As was the collective global response: it wasn’t just the US that slapped China with tariffs: so did the EU, which as we reported two days ago, just extended its Chinese steel pipe tariffs of 72% for another 5 years.
What China did in response was, well, lie.
Beijing government swore that it would cut production and slash capacity in response to the global trade war-esque retaliation. It did not, as we first reported one year ago in “Iron Ore Tumbles As China Steel-Producing Hub Found Lying About Production Cuts.” Some more details:
In 2016, China’s state council set out plans to eliminate 100 -150 million tonnes of steel capacity in a bid to restructure the economy from one driven by government-led infrastructure investment and exports to a more consumption and services-oriented model. Last January, the hub of China’s steel production – the northern province of Hebei – announced it would cut output to ease pollution and help curb oversupply. Hebei said it planned to reduce steel output by 8 million metric tons in 2016, its Governor Zhang told local lawmakers, while Iron ore production would be cut by 10 million tons.
More than one year later, it appears that Governor Zhang lied about Hebei’s intentions, and according to a provincial notice by the Chinese province, it has emerged that China’s compliance with its own mandatory production cuts has been “problematic.”

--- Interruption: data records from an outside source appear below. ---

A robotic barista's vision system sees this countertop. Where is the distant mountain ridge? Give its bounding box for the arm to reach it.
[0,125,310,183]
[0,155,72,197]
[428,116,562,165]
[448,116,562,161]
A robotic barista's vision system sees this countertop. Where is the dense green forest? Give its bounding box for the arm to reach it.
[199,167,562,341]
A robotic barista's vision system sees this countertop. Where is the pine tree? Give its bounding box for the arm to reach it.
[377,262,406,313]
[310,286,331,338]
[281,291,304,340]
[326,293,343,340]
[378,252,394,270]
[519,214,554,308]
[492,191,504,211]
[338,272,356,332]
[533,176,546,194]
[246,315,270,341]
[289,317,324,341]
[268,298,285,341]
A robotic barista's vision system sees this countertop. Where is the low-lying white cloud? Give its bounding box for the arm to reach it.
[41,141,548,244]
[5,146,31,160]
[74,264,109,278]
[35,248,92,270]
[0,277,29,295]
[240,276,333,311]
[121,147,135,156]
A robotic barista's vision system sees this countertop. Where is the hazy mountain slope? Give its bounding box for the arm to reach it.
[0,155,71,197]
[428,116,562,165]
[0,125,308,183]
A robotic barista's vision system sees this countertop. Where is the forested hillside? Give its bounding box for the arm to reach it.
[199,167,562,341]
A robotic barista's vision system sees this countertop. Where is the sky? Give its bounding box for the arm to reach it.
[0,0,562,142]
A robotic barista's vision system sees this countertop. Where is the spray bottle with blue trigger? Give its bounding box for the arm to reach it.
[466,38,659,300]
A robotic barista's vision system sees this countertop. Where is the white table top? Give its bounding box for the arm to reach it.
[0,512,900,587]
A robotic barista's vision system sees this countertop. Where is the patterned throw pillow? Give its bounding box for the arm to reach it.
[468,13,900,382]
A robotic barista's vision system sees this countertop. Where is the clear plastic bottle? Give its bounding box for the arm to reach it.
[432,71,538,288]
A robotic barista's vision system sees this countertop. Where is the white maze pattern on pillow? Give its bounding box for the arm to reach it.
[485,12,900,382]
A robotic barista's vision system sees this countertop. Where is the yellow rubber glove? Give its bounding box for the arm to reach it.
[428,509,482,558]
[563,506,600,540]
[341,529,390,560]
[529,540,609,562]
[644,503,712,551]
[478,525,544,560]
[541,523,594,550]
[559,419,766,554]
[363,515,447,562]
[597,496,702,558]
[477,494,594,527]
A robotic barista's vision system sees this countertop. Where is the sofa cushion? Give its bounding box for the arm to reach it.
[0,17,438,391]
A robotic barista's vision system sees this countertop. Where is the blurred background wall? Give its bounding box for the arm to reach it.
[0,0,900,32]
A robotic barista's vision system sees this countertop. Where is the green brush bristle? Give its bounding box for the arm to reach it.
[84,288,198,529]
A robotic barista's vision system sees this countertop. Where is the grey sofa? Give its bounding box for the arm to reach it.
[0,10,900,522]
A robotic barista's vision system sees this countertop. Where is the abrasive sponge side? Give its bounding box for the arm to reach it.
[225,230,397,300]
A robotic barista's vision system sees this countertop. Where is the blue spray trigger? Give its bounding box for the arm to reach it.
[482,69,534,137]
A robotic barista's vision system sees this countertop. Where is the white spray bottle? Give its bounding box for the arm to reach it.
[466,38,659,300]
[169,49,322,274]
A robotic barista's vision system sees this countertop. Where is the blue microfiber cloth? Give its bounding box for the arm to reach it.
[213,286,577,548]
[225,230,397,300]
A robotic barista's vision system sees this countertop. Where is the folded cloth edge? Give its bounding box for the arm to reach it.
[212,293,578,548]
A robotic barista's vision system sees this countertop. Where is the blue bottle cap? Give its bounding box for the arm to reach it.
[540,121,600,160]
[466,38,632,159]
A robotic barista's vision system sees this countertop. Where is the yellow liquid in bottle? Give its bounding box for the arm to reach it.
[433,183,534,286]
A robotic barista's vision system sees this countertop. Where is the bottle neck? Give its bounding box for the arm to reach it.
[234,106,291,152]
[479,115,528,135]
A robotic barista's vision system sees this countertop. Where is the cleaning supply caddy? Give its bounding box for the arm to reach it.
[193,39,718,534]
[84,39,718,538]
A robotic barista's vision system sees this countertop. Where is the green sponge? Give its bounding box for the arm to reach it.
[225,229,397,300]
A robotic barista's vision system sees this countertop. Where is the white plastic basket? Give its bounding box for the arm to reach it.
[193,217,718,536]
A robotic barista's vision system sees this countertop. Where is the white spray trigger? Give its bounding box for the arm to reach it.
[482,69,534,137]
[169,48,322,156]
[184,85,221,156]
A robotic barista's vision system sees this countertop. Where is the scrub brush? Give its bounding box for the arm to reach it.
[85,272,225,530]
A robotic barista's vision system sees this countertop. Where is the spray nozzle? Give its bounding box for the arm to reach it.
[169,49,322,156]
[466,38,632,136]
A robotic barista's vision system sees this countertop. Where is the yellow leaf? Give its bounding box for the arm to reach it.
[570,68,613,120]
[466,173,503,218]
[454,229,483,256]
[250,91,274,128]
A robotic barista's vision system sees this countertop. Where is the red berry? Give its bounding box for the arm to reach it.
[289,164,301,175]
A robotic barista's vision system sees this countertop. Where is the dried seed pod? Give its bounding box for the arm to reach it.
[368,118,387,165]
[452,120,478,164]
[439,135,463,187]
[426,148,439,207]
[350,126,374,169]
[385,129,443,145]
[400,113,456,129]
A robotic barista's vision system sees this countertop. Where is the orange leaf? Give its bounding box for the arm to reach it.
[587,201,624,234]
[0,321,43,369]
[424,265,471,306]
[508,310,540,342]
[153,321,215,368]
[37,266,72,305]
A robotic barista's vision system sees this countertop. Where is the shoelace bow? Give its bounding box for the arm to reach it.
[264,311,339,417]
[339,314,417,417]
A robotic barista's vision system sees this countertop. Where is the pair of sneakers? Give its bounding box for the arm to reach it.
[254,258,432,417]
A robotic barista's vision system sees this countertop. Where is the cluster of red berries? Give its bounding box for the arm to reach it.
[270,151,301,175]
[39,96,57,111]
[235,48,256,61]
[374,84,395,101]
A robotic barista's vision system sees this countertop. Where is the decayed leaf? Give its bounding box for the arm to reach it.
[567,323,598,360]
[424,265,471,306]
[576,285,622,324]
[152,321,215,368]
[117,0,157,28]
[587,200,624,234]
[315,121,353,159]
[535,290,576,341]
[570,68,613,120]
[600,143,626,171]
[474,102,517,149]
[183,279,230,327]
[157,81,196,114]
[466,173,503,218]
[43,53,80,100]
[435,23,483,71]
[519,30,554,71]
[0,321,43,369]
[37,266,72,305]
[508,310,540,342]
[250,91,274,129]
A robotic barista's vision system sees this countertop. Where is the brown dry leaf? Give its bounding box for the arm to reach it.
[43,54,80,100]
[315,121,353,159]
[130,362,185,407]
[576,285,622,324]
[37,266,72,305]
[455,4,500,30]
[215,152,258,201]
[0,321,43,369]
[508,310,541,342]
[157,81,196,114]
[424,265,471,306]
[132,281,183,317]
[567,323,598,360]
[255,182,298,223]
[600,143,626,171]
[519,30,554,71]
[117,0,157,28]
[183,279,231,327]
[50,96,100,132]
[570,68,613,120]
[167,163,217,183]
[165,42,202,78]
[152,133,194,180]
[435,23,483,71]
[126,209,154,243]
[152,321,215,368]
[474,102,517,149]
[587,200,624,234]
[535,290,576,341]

Subsequent reporting by Reuters found that the same Hebei province, China’s biggest steel-producing area, launched a probe into steel overproduction in the city of Tangshan “amid concerns that firms have continued to raise output despite mandatory capacity cuts.”
Tangshan is the heartland of Chinese steel production. The city is home to the headquarters of the state-owned Tangsteel Group, which in 2006 merged with other companies to form Hebei Steel Group, the second-largest steel producer in the world. Located around 100 miles east of the capital Beijing, Tangshan is on the frontline of the country’s “war on pollution”, and was seventh on the list of China’s ten smoggiest cities in the first two months of this year.
Having been exposed to the entire world for lying about its production cuts, China’s central government then “ordered” the investigation of firms in Tangshan that have “restricted but not cut production, restricted production but not actually cut emissions, and cut capacity but actually increased output. Investigate and punish, that is.
Or at least that was the not so sophisticated charade staged by Beijing, because despite having been caught lying once already, China continued the theater. It had no choice: for one thing it had to allocate its trillion dollar stimulus somewhere, even if it meant keeping its zombie steel mills alive, and more importantly, China had to avoid the middle-class revolt that would follow if millions of steelworkers were suddenly laid off.
What’s far worse: all of China’s trading partners knew all about it.